Modi’s visit to Bhutan in (15-16) June last year, first foreign trip assuming charge; Nepal in (3-4) August the same year, and Srilanka in March (13-14) 2015 bridged gap of long absent high level exchanges in the political level. These visits helped him in resetting relations with these countries. In Bhutan, Modi gave a strong message that India would always stay with Thimpu for the latter’s development from Hydro power to physical infrastructures. In Nepal, he won the confidence back for India. In Sri Lanka, Modi got his man – Maithripala Sirisena- as president at the expense of Mahinda Rajapaksa – man loyal to China. Rajapaksa openly blamed Intelligence- India’s RAW and Western powers- of staging conspiracy against him.
Modi gave a clear message to Bhutan that there was no need to look North for the latter’s domestic development. Bhutan’s former Prime Minister Jigmey Y. Thinley lost election after Indian government imposed surprise blockade over Thinley’s meet with Chinese Prime Minister abroad and his discussions regarding Beijing’s desire to open Embassy in Thimpu. In Nepal, Modi successfully changed the perception towards India by delivering significant assistance and assuagin Nepal’s concerns. His address to Nepal’s parliament was as rousing as it was historic.

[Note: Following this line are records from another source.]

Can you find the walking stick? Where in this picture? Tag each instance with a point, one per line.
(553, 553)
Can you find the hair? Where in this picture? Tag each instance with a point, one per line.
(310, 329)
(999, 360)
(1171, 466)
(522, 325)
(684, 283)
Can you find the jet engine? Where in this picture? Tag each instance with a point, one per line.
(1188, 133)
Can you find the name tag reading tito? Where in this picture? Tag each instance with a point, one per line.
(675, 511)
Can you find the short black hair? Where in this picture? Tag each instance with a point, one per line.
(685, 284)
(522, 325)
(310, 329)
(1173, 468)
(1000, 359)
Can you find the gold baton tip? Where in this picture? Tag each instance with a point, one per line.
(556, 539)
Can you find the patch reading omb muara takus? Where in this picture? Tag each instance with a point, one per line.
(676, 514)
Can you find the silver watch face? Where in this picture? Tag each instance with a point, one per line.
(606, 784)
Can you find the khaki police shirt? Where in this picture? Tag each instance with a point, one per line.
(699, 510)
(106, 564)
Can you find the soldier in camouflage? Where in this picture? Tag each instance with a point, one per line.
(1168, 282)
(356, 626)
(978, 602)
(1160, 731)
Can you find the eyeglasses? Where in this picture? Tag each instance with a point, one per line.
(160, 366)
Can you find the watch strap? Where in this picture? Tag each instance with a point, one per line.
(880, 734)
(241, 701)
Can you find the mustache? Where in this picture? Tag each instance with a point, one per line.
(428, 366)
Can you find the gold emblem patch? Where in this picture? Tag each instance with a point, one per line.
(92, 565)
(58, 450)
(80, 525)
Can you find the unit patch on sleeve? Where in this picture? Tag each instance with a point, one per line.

Therefore, Modi’s Dhaka sojourn has two-fold strategic importance. One is to stop Beijing’s growing influence in Dhaka. The other is to ascertain support to India’s candidacy for UNSC permanent member. Modi offered enough hints towards that. Making a strong pitch for reforms in the UN and its Security Council, Modi as elsewhere presented a strong case why India should be supported for this. Modi also demonstrated visible flexibility with Bangladesh in several areas including in the boundary issue, resolved through liberal swapping.
Modi’s agreement with Bangladesh has given a strong message to Nepal that New delhi would also opt to sign boundary agreement with Nepal. Nepal and India have already reached 98 percent agreement in resolving their border problem. Susta in Nawalparasi and Kalapani in Darchula are the only remaining contentions.Nepal should diplomatically deal the issue. But at the same time, Nepal should wait and watch how Indian PM Modi moves ahead. It can take a heart in the fact that the elephant is learning to dance.